Unfortunately, the Lighthouse performance analysis would yield you a percentage point deduction for this technique. That is because the Lighthouse-test doesn't treat itself as first time pagehit within a session. As a result, the use of this technique is not discovered by Lighthouse. Nevertheless it still works, once cached, it provides a quick page. This can be experienced when one would navigate to the “undeferred” demo page:
Defer solution for Lighthouse
In order to continue taking advantage of caching and limit the time it takes for content download, we have chosen to continue using this technique. Although it is primarily a shortcoming of the Lighthouse analysis, we have found a work-around for this.
We have been able to provide our LightBolt CMS with a subtle feature in which both the Lighthouse analysis and the visitor interests are met. On this website you can already see the feature in action. During a subsequent page visit within a session, the entire style sheet is loaded asynchronously. This results in a white page. To work around this, we used an implementation that is also used by Google's AMP.
Invisible to visible
The entire web page is primarily served completely transparent, via the CSS opacity property. As soon as the stylesheet kicks in, this transparency is cancelled using CSS animation. Because the stylesheet was already cached during the first visit, no-one will notice a delay, only experiencing the animation. The animation from 100% transparency (invisible) to 0% transparency (visible) takes place over a period of 0.1 seconds. The web page is thus smoothly visualized and therefore continues to feel fast.

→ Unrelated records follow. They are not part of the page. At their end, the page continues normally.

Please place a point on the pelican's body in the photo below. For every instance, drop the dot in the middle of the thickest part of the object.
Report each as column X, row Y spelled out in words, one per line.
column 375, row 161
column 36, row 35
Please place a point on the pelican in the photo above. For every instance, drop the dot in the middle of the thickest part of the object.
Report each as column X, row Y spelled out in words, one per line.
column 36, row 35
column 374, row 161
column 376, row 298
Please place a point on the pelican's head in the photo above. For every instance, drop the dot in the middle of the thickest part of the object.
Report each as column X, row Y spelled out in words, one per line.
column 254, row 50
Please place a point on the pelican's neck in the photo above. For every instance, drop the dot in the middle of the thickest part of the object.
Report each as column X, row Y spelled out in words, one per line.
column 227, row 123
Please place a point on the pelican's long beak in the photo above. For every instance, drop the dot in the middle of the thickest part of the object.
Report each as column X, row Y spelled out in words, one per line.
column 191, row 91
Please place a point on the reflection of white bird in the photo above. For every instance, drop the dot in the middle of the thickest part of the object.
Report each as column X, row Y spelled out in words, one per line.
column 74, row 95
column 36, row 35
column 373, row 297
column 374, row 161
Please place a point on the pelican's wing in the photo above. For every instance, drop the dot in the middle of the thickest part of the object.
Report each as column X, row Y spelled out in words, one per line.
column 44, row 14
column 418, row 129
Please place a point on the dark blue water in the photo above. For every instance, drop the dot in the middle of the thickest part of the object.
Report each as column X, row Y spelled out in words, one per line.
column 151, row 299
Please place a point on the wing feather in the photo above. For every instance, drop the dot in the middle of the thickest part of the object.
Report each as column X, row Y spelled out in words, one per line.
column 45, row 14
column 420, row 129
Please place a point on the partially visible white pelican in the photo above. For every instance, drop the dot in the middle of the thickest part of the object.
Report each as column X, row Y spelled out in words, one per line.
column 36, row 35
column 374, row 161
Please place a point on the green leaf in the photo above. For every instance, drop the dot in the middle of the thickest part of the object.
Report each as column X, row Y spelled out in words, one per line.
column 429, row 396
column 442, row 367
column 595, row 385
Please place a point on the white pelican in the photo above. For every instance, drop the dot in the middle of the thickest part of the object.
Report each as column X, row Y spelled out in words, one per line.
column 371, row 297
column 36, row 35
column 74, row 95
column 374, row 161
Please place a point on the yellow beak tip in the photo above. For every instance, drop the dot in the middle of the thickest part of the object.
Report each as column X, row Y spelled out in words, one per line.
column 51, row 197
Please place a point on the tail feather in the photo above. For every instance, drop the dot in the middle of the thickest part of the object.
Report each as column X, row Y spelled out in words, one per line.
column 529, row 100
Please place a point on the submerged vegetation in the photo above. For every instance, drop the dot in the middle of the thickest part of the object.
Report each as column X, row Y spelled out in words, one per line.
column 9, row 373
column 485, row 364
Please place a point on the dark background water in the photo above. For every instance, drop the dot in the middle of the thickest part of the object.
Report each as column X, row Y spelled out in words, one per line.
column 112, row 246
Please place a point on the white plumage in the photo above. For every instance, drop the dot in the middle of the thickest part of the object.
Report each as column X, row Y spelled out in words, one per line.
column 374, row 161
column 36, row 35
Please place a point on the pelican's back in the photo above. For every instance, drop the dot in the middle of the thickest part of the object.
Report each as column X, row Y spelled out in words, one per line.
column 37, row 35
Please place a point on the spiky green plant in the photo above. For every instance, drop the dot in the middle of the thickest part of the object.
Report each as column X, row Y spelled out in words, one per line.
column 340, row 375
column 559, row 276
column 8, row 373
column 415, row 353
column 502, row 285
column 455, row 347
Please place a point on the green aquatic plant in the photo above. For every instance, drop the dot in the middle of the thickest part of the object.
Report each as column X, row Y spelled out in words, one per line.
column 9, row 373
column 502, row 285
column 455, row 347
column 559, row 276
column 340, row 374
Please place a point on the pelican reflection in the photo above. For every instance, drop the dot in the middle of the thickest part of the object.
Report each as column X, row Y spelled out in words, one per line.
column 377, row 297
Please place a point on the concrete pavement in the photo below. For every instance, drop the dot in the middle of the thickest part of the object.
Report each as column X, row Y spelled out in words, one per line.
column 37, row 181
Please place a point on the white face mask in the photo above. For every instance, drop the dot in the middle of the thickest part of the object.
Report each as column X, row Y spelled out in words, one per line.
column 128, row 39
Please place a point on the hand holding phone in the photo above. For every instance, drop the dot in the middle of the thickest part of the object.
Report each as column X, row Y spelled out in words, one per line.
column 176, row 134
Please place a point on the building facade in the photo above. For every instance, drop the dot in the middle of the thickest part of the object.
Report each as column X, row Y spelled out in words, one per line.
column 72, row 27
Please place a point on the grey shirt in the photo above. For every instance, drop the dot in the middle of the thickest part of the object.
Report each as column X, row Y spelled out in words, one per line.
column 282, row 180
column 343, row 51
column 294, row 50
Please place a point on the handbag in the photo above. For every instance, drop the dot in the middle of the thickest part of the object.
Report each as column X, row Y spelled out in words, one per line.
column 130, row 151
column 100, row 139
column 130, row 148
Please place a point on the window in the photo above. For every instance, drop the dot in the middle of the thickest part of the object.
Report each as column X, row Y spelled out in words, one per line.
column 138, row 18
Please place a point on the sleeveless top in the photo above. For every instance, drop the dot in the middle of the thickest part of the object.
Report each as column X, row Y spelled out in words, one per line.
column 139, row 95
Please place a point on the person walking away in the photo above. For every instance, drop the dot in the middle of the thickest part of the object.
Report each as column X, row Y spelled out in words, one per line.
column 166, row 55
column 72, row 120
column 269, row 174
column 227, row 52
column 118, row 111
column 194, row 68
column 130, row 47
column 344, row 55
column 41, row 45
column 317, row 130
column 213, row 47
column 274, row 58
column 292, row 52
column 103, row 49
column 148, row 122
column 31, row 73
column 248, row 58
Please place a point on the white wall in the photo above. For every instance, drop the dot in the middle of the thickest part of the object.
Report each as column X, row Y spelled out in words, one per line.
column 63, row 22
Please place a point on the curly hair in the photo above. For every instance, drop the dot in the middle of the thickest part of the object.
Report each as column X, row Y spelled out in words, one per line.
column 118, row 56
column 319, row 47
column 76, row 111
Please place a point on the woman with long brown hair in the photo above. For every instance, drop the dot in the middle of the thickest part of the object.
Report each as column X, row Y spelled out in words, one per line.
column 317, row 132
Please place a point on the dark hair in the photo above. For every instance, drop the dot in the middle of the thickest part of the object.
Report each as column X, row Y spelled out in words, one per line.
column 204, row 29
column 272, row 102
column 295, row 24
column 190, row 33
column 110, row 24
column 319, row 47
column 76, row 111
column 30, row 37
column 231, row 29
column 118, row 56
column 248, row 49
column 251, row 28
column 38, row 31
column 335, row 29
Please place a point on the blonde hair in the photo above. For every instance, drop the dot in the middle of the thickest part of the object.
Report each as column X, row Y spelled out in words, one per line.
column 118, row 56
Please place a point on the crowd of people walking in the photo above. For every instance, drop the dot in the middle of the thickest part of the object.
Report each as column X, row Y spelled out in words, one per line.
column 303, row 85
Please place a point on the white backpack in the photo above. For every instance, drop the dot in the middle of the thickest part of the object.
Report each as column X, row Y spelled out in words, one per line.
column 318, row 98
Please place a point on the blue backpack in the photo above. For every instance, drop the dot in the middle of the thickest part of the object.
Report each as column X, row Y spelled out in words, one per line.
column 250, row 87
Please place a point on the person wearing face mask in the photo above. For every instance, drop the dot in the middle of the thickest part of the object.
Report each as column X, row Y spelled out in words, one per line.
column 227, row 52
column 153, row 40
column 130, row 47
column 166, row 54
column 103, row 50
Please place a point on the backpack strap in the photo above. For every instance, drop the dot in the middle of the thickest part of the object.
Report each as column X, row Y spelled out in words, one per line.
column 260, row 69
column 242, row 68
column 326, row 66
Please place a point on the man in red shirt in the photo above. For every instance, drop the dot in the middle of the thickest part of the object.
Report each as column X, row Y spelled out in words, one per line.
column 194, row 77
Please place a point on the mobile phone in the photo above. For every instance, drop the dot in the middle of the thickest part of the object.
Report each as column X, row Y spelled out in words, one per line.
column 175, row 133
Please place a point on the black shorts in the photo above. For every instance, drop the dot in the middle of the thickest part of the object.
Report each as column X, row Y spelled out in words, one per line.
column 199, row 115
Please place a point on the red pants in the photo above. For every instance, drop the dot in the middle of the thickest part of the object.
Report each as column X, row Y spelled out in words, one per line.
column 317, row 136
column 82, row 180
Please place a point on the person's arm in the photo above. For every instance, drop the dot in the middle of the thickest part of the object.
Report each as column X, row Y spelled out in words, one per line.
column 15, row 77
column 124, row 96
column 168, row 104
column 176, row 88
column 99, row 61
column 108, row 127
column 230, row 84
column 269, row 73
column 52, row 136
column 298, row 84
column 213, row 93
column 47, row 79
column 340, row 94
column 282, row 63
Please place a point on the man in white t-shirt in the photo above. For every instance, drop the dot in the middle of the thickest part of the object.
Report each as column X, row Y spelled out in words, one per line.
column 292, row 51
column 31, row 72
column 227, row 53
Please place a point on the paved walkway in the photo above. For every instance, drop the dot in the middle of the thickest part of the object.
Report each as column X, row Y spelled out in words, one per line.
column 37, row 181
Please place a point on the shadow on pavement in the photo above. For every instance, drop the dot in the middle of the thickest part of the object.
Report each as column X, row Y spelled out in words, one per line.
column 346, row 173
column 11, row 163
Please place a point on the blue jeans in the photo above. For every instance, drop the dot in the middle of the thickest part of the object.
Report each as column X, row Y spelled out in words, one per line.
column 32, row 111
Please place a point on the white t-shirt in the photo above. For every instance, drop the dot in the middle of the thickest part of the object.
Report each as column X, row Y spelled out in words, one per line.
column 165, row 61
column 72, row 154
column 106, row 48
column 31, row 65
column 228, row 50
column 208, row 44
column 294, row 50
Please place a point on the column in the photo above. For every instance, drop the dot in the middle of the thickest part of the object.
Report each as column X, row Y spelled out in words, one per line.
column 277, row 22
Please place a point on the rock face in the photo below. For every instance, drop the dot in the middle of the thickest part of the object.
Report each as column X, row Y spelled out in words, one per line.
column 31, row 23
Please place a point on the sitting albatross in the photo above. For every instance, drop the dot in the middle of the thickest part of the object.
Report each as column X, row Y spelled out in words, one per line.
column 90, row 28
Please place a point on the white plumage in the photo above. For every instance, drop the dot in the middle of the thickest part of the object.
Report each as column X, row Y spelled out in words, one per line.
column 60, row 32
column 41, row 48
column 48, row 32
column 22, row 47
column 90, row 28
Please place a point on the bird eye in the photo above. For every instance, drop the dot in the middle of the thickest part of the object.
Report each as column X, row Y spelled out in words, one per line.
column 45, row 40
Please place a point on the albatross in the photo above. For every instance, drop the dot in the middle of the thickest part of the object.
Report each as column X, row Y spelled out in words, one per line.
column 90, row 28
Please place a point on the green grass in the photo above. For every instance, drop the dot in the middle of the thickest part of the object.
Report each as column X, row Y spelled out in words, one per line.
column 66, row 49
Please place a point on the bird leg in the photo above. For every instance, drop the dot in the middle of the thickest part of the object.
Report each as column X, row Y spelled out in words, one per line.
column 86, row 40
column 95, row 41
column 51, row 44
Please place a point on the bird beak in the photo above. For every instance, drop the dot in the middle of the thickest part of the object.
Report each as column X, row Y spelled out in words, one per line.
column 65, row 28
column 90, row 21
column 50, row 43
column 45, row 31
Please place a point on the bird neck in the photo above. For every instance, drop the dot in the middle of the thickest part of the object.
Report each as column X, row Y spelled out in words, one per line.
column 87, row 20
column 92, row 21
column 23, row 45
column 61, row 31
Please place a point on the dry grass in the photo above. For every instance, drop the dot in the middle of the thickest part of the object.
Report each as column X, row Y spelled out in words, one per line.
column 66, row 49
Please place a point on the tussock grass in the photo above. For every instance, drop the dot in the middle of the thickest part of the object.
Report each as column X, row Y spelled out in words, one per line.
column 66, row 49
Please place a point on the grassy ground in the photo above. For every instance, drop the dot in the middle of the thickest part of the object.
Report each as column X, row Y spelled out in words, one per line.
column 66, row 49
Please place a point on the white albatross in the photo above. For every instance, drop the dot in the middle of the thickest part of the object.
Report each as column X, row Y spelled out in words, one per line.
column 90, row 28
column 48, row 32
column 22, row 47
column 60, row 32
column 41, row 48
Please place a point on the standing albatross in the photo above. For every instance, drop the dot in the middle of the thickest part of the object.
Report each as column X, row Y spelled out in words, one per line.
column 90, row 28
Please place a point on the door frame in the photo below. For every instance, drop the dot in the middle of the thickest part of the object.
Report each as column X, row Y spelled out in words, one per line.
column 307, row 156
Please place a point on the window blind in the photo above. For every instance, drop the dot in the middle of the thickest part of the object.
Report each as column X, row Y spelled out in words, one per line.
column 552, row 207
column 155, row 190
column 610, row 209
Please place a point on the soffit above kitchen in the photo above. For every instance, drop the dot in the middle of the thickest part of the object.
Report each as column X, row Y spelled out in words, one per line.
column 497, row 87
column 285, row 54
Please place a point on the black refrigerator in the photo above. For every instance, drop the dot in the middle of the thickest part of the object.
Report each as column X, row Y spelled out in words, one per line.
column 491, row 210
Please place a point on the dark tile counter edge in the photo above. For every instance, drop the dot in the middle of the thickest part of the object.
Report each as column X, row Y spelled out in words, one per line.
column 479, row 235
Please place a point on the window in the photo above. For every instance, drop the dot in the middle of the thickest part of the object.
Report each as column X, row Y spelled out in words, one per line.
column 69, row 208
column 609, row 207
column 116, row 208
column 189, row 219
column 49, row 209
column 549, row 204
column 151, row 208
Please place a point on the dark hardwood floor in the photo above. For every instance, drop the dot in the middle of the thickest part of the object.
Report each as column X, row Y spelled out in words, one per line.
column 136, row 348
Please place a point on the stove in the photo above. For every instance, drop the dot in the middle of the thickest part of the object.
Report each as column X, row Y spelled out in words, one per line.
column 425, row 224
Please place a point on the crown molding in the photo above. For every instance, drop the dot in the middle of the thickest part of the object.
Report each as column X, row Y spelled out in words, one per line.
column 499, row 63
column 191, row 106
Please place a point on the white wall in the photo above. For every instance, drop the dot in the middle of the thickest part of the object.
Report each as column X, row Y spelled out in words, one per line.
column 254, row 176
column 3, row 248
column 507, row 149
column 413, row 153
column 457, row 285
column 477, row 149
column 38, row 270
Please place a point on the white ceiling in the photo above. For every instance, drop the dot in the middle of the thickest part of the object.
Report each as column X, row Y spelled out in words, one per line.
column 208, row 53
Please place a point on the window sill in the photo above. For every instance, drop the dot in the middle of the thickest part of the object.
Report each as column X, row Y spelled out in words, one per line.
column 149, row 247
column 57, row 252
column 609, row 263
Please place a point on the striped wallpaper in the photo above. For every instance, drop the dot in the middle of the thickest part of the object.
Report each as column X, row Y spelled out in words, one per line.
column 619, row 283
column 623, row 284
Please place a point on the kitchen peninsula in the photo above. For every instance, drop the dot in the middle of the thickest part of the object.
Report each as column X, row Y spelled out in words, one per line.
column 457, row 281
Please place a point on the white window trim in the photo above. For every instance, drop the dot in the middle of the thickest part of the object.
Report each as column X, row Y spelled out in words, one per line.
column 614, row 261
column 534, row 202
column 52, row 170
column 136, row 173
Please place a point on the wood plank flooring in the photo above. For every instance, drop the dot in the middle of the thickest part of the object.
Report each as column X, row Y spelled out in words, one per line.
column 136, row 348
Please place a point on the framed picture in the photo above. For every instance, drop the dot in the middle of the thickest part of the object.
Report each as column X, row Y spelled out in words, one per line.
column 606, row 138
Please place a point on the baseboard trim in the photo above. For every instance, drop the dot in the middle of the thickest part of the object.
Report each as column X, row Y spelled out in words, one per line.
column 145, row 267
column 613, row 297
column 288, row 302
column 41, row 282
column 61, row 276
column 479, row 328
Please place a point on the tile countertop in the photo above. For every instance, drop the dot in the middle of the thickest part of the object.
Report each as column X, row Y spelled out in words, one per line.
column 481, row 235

In this demo we intentionally increased the animation duration to 0.5 seconds, to be able to illustrate the effect.
More about opacity:
Summary: Defer unused CSS
All demo pages will achieve the 100% performance score. Therefore, we can state that this technique does not influence the Lighthouse performance score. The main purpose to use this technique is to provide a sense of speed and reaction time for your visitors.
If you are the owner of a more extensive website, which involves more styling, repeatedly inlining (demo) of CSS is not a recommended best practice. This will result in an increase in kilobytes, data traffic and even load time, which would be an undesired effect.
Undeferred CSS (demo) can be practical for subsequent visits, but will be penalized by Lighthouse performance analysis in the case of larger websites. Deferred CSS (demo)without primary styling is also not a solution, as it will result in an unstyled webpage.
By playing with visibility / CSS opacity (demo), you can satisfy both visitors and the Lighthouse analysis. Ideally however, I would like to see that the Lighthouse-analysis will adept to handle first time-visit within a session and subsequent visits, so that the undeferred solution can be deployed without penalties.